Recently I dropped in at my local library to see what they had on a subject, self-esteem, that now commands enormous attention in our everyday discourse. I thought I would find a few titles. There were 41, mostly quite recent. Then I went to the bookstore—really a megastore—across the street from my psychotherapy office. There I expected to find at most a shelf-ful. There were 49 shelves, each three feet long, holding altogether at least 1,000 separate titles. Almost all were less than five years old, and almost all offered practical help: how to protect your self-esteem, improve your self-esteem, repair your self-esteem; seven steps, ten steps, twelve steps to a better view of yourself; self-esteem through physical fitness or a more balanced diet; how women should deal with men who damage their self-esteem; how to guarantee the self-esteem of your children; how to recover self-esteem after losing your job, or your fiancée, or your spouse.

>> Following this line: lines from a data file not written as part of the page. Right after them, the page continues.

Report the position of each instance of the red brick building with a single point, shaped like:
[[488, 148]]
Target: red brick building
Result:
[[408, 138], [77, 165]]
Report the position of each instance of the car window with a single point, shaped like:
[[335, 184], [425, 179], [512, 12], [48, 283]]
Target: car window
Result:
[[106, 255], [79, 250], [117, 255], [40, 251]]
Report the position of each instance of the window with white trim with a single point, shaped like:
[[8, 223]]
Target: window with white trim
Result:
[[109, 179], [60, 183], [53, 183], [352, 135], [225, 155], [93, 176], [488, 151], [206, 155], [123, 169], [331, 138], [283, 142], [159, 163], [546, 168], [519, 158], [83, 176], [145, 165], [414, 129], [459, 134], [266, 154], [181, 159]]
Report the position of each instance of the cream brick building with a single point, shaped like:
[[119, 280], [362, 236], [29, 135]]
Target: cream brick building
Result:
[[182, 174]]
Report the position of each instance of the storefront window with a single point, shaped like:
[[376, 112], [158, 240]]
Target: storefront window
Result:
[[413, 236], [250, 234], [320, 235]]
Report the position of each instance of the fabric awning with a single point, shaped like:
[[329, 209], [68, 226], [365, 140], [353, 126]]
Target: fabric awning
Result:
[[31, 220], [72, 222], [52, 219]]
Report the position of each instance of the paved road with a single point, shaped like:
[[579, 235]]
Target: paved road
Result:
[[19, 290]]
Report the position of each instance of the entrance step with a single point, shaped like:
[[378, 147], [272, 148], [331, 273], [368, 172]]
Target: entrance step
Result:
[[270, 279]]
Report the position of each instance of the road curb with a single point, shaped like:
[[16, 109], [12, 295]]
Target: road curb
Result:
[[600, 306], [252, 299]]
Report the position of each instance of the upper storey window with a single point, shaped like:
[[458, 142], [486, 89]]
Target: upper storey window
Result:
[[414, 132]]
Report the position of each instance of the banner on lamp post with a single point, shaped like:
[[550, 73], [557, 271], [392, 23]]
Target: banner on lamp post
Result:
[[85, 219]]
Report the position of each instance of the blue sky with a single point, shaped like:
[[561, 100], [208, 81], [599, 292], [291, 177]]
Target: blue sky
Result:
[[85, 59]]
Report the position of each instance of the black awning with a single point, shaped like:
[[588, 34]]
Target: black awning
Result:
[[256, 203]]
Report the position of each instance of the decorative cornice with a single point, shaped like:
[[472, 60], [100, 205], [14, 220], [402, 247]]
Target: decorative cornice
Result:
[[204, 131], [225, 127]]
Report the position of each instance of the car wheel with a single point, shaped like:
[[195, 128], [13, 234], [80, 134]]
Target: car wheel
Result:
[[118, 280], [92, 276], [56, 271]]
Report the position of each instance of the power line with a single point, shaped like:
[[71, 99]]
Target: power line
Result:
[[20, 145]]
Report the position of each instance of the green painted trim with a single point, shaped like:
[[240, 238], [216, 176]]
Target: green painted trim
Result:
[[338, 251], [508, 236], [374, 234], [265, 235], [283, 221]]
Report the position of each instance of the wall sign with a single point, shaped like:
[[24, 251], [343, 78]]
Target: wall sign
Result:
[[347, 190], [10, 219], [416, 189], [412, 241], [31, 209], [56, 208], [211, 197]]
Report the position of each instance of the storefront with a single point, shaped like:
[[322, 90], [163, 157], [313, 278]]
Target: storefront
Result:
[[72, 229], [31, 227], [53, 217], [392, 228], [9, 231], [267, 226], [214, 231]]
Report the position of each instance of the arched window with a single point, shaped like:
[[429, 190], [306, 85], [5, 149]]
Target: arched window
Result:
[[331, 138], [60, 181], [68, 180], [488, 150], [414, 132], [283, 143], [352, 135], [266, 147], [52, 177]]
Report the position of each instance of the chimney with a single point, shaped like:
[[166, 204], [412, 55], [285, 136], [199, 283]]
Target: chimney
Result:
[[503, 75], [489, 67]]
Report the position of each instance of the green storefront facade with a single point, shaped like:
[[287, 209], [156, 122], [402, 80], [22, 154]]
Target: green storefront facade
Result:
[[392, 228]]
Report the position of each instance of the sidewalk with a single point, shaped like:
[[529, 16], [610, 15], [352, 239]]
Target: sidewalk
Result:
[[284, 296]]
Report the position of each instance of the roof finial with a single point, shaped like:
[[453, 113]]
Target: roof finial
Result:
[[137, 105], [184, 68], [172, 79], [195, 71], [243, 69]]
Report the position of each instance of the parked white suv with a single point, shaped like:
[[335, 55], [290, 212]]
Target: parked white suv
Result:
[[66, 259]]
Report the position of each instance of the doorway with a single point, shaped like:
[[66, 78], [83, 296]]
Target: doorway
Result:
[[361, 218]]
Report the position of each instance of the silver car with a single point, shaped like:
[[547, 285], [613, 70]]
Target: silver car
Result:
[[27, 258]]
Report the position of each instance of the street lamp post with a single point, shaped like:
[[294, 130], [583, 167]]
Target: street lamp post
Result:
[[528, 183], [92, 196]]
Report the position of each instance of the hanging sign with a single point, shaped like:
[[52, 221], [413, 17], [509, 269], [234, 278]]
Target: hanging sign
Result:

Obviously there is a great deal of distress in the land, and that is hardly a phenomenon to be dismissed. But I was looking for information about self-esteem—how to define it, what forms it takes, its origins, what sustains or damages it—and in all these books I found next to nothing. I could see that they were sometimes intelligent and sometimes not, sometimes useful and sometimes not. If they had anything in common, it was an air of utter certainty. What they lacked was knowledge.